The most contentious part of Northgate’s proposal is the use of Duncan Lake to store mine waste. Northgate says the six kilometre long lake is the best environmental and economically feasible option: $200 million compared with $1 billion for the next best scenario.
The review panel agreed Northgate’s proposed mitigation measures were unlikely to cause significant environmental problems.
But the Kemess North plan raised the ire of four First Nations groups.
They were concerned about the loss of Duncan Lake and its spiritual values. The review panel was clearly swayed by the natives’ position.
“If you’re going to do a project, I think you should probably cut a deal with the First Nations before you get involved in the rest...”
Ken Stowe, Northgate’s president and CEO told a mining forum in Denver, Colorado, that the review panel’s findings were both unfortunate and illogical.
He said that it sends a clear message to companies operating in B.C. and perhaps the rest of Canada.
“If you’re going to do a project, I think you should probably cut a deal with the First Nations before you get involved in the rest... Otherwise, don’t waste your time,” Stowe said.
The Association for Mineral Exploration in B.C. is concerned that the panel’s nixing of Kemess North sends a negative signal to international investors about B.C.’s mining-friendly status.
“The mineral exploration sector remains hopeful that the company, the community and First Nations can come to an agreement that will enable this important project to move forward so B.C. can let the international investment community know that it’s truly open for business,” said Dan Jepsen, the association’s president and CEO in a statement.
As for Northgate, its plans are on hold pending a review of the panel’s findings by the B.C. and federal governments. In the meantime — however long that might turn out to be — Northgate does not intend investing more shareholders money into further exploration of the Kemess North area.
The joint environmental review panel’s conclusion puts the B.C. government in an awkward situation.
It has been actively and successfully encouraging investment in mining exploration in the province and in 2006, investment was valued at $265 million, up 800 per cent from 2001.
The government sees mining picking up the economic slack with the predicted decline in future timber supplies in the interior caused by the mountain pine beetle epidemic.
There are many proposals in B.C. at one stage or another in the complex pipeline leading to mine creation.
Taseko Mines Prosperity project has parallels with Northgate’s Kemess North. Taseko recently received an engineering study indicating its proposed open pit gold and copper mine, 125 kilometres southwest of Williams Lake, is both economically and technically feasible.
The $800 million venture would create 550 direct jobs, 1,280 indirect ones for 22 years of expected mine life.
The Prosperity project also involves the use of a lake: Fishpot Lake.
It has yet to undergo provincial and federal environmental assessment reviews.
Construction is underway at the $2 billion Galore Creek gold/copper mine southwest of Dease Lake. It is owned and operated by partners NovaGold and Teck Cominco. The project has the blessing of the Tahltan Nation.

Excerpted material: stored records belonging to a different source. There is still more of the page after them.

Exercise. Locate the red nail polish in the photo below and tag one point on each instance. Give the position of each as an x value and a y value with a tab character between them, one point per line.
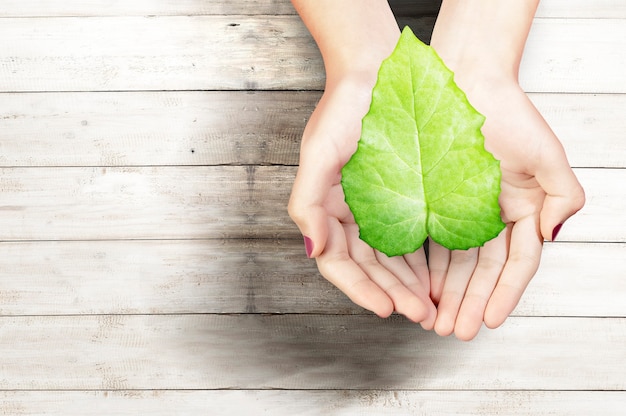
308	245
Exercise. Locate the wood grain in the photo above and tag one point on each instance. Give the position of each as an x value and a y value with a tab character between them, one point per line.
269	52
213	202
236	127
32	8
313	403
256	276
305	351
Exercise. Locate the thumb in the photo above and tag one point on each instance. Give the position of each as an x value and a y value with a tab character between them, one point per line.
565	196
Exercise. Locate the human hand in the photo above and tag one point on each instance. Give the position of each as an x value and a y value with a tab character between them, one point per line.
539	192
369	278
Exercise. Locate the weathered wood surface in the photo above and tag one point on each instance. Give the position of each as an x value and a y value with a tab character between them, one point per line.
30	8
315	402
196	128
137	271
256	276
128	352
267	52
175	202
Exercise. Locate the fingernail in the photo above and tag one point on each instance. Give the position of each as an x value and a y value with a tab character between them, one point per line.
308	245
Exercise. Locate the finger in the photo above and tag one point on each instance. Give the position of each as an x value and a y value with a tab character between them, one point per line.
564	194
491	259
316	175
462	265
404	300
418	263
338	268
405	274
521	266
438	263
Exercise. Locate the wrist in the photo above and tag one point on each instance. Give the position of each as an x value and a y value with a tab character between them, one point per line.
482	41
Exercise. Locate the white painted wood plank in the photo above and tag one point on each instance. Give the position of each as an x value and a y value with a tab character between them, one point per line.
34	8
234	127
273	52
156	203
181	53
305	352
213	202
153	128
596	9
256	276
29	8
575	55
310	403
591	127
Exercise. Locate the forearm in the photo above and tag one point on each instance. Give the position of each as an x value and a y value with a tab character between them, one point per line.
354	36
485	37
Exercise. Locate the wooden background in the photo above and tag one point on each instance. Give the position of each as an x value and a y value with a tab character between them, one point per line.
148	264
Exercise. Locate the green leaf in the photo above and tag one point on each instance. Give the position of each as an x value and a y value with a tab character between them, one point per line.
421	167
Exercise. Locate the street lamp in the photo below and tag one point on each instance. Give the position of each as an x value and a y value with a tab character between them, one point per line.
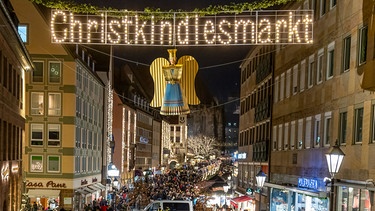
261	178
230	185
334	160
226	188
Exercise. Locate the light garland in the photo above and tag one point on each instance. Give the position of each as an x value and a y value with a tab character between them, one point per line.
233	8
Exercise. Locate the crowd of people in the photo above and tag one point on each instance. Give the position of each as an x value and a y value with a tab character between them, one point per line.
175	184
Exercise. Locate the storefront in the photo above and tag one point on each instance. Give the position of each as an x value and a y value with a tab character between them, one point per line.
354	196
243	203
297	199
44	198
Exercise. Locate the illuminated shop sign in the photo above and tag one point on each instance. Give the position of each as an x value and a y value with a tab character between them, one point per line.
241	155
183	29
49	184
307	183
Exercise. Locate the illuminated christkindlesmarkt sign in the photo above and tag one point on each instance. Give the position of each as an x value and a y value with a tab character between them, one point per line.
126	28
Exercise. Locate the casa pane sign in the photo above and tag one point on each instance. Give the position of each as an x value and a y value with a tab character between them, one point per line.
183	29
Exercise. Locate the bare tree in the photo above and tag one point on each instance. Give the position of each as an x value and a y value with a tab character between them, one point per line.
202	145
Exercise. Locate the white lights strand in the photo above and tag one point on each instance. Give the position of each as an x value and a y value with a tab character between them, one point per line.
247	28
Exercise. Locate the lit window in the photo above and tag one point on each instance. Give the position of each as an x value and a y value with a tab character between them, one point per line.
37	134
54	104
342	129
38	71
322	7
373	124
53	135
362	49
300	134
295	79
308	133
346	53
23	32
53	163
302	76
292	134
333	3
310	72
319	69
288	82
330	60
36	163
54	72
37	103
327	128
317	130
358	125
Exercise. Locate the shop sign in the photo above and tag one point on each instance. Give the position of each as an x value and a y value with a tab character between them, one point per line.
242	155
307	183
49	184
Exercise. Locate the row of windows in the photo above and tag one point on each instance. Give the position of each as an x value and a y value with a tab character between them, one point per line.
52	164
316	131
10	141
88	111
87	164
320	7
10	78
260	132
88	139
54	72
38	106
252	65
258	95
87	85
40	138
305	133
303	76
38	164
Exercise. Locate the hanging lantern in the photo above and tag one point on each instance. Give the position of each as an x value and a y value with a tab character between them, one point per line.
174	86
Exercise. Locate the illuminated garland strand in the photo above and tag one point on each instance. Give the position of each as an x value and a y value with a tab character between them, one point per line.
232	8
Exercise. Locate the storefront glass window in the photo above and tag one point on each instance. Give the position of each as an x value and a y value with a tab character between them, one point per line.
354	199
279	199
288	200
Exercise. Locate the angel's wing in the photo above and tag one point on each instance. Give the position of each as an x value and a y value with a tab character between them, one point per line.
189	71
159	81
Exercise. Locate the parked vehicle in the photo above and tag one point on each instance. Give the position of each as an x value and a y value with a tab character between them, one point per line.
171	205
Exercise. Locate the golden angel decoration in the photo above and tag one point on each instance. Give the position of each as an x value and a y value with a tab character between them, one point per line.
174	84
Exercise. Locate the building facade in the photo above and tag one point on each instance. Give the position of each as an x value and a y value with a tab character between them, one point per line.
255	119
64	120
14	64
318	102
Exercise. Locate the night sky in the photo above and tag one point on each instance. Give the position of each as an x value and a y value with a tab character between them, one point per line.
219	66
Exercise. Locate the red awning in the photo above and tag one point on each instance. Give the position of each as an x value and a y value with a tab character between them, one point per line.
240	199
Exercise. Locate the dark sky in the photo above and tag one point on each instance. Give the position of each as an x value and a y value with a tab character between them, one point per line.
219	66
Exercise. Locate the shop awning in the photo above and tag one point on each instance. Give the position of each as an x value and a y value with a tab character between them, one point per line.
314	193
81	191
88	189
237	200
100	186
93	187
43	193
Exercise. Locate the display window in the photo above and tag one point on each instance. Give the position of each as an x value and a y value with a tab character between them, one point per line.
354	199
282	199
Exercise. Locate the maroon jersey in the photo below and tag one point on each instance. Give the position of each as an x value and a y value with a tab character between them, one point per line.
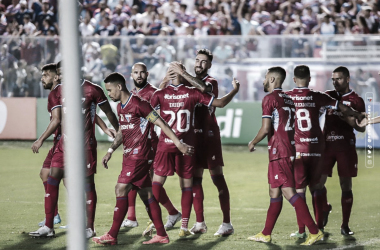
310	116
177	104
338	134
135	127
145	94
92	95
280	108
55	101
205	120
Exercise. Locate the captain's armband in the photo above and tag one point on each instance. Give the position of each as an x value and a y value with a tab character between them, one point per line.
152	117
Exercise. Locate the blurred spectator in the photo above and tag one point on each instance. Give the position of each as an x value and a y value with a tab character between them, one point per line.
368	21
19	16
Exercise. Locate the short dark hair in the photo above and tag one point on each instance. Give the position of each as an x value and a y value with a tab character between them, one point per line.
52	67
116	78
278	70
302	72
206	52
343	70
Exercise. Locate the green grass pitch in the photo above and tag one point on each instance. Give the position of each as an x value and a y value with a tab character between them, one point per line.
22	195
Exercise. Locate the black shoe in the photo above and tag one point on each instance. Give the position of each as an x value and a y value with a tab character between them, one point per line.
346	231
326	216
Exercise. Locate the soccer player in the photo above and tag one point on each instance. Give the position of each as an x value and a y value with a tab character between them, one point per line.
92	95
340	144
278	123
309	139
54	108
176	104
208	146
135	117
145	90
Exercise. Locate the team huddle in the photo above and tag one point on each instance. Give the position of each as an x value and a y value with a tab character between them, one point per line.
307	131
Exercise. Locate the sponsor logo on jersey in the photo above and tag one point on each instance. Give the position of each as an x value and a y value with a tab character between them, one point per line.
309	139
129	126
347	103
175	97
176	104
302	98
126	151
167	140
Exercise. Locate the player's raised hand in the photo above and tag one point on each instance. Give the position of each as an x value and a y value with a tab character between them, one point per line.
36	145
251	146
235	84
186	149
110	132
106	159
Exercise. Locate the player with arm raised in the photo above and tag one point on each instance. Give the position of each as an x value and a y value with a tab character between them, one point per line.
208	153
310	143
92	95
145	90
176	103
278	124
340	145
136	117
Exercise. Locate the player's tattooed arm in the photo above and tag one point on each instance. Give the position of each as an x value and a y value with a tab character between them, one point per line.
222	102
53	125
109	131
106	108
263	132
178	68
183	147
350	116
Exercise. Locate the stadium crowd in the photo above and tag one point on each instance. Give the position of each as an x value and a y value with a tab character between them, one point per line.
118	33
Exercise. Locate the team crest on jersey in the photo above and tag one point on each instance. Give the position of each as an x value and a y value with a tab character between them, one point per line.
347	103
128	117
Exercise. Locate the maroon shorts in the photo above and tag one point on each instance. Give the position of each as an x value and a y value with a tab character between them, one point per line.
166	163
49	157
280	173
208	152
91	157
57	160
135	172
347	162
307	169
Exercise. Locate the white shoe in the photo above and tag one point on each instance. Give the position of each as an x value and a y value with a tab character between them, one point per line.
90	233
129	223
148	232
199	228
225	229
172	220
43	232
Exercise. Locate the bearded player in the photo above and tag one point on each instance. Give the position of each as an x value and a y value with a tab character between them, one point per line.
176	104
310	143
145	90
92	95
278	124
49	72
340	145
208	146
136	117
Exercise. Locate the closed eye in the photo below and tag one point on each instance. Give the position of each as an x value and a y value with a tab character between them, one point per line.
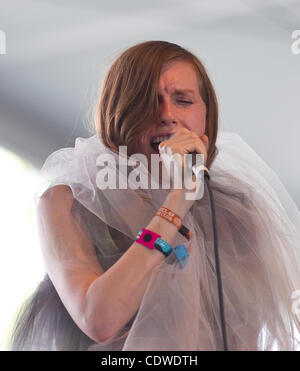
184	101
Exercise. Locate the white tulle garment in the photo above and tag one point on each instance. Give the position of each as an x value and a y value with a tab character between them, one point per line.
258	228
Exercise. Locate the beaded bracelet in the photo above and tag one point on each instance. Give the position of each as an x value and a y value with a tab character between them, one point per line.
152	241
169	215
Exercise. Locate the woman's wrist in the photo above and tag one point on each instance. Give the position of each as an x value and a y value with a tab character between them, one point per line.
177	202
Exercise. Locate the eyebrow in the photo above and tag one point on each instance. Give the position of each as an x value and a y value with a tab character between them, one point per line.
184	91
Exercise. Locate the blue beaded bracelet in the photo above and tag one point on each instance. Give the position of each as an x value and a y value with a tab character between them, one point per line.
181	254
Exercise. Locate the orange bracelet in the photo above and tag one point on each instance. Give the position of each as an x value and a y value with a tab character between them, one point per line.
175	219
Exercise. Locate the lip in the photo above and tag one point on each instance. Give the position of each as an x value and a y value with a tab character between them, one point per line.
159	135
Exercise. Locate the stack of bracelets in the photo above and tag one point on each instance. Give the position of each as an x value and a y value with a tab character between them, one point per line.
152	240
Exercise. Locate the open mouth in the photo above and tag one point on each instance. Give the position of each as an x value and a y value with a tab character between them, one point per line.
155	142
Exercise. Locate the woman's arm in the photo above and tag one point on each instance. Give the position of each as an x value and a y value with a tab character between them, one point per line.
101	303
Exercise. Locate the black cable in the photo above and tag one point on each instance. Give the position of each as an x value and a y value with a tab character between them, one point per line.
218	271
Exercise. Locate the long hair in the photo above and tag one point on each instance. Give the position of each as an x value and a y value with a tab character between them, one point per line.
129	101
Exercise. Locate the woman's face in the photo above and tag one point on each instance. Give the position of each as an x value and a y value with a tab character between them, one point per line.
180	105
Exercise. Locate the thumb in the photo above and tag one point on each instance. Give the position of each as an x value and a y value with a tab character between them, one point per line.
205	140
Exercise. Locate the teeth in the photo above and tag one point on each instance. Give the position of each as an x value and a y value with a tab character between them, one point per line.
160	139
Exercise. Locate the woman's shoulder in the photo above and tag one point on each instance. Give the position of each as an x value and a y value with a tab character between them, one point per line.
56	197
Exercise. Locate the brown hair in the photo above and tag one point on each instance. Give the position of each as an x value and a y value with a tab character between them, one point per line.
129	99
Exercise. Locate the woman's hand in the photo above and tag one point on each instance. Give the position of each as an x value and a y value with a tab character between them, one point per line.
185	141
173	150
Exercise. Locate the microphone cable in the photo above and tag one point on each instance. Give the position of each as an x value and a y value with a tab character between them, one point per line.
217	262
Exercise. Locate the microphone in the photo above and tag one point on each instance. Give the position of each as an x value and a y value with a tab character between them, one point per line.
196	167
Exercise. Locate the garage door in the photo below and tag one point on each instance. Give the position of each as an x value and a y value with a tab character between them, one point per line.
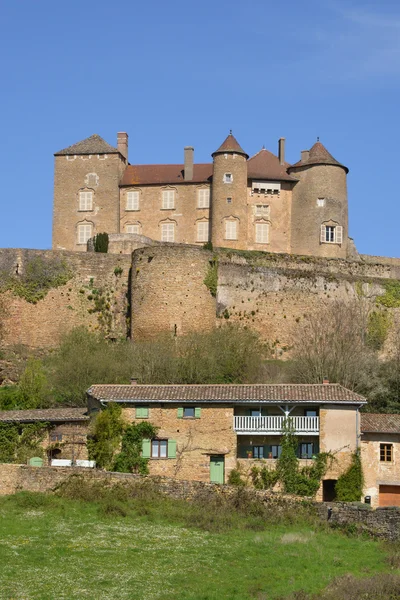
389	495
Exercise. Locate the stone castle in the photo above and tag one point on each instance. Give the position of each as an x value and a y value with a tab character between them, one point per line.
237	202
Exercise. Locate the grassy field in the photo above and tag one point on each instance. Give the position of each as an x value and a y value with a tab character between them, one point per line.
56	547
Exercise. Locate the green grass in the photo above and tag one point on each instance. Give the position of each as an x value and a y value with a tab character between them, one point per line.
57	547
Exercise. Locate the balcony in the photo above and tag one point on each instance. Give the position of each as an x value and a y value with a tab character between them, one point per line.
273	425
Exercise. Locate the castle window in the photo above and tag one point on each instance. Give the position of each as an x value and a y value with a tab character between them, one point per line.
262	231
132	201
85	200
84	232
202	231
168	199
261	210
230	230
386	452
331	234
134	228
203	198
167	232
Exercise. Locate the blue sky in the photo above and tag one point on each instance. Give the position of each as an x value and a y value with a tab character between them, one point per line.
182	73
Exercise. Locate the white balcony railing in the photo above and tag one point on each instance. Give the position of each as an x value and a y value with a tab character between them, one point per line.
273	425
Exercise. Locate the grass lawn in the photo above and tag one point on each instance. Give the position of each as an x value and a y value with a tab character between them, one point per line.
58	548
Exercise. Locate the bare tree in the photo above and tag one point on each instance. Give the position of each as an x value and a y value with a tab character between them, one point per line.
333	343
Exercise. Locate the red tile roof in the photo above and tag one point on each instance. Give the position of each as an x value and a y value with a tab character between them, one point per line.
158	174
380	423
319	155
265	165
321	393
48	414
230	145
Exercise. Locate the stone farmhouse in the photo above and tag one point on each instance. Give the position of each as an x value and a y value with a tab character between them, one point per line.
236	201
205	431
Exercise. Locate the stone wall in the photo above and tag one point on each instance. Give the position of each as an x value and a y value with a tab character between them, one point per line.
73	304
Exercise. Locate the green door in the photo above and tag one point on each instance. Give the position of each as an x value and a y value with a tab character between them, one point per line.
217	471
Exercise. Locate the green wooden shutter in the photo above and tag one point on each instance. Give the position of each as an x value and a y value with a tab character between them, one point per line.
146	447
142	412
171	449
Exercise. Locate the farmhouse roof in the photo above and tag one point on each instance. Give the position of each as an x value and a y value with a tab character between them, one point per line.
265	165
380	423
227	394
156	174
319	155
230	144
51	415
91	145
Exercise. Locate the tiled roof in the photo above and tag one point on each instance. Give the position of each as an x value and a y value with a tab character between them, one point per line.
156	174
230	145
265	165
319	155
47	414
380	423
91	145
227	394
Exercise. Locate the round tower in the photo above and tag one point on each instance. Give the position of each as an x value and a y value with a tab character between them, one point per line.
319	205
229	195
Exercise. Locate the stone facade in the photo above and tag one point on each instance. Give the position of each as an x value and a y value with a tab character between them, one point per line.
256	203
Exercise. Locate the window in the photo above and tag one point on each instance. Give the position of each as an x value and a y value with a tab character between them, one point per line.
168	232
202	231
135	228
386	452
230	230
331	234
84	232
276	451
203	198
159	448
132	201
262	230
261	210
142	412
258	451
85	200
306	450
168	199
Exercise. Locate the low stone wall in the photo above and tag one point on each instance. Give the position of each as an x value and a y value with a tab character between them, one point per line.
383	523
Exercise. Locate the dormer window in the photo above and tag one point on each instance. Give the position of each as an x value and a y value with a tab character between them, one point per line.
266	188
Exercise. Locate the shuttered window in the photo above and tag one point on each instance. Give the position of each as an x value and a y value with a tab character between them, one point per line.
168	199
132	201
85	200
168	232
230	230
202	231
262	231
203	200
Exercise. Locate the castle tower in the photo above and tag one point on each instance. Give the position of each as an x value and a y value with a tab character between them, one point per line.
86	191
229	195
319	205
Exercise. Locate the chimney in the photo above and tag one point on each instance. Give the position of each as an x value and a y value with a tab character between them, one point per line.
304	155
281	151
122	144
188	167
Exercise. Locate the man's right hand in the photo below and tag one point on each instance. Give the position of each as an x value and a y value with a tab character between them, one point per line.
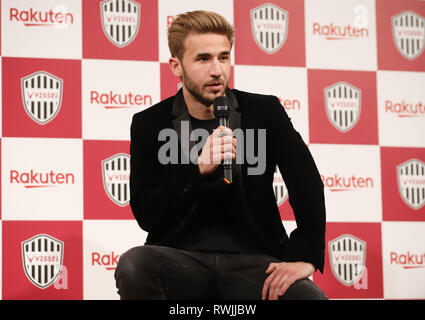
220	145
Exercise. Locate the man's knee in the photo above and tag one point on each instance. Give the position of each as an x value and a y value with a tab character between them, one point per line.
135	261
136	275
304	289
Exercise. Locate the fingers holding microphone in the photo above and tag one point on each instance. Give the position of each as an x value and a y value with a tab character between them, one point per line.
220	146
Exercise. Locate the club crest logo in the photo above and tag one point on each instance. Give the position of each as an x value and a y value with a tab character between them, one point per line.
269	25
411	183
280	191
347	256
343	105
120	20
116	177
42	96
42	257
409	34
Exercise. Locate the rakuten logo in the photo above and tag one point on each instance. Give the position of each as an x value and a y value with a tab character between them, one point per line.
339	32
408	260
111	100
348	183
34	179
405	109
33	18
290	104
109	261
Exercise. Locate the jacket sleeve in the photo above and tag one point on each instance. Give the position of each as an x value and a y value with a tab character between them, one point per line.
159	203
305	188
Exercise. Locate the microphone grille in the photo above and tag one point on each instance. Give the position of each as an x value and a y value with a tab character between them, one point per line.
221	106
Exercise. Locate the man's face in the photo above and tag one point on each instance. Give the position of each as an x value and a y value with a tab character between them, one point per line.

However, some factions of the same group along with others put at least a temporary halt to the plans of Shell Canada and its proposal for coal bed methane extraction in the nearby Klappan area.
Some other notable projects on the books include Ruby Creek’s $300 million molybdenum mine near Atlin; Blue Pearl Mining Ltd.’s Davidson Project near Smithers; Imperial Metal’s Red Chris project in northwest B.C. and Terrane Metals Corp.’s Mt. Milligan copper and gold property in north central B.C.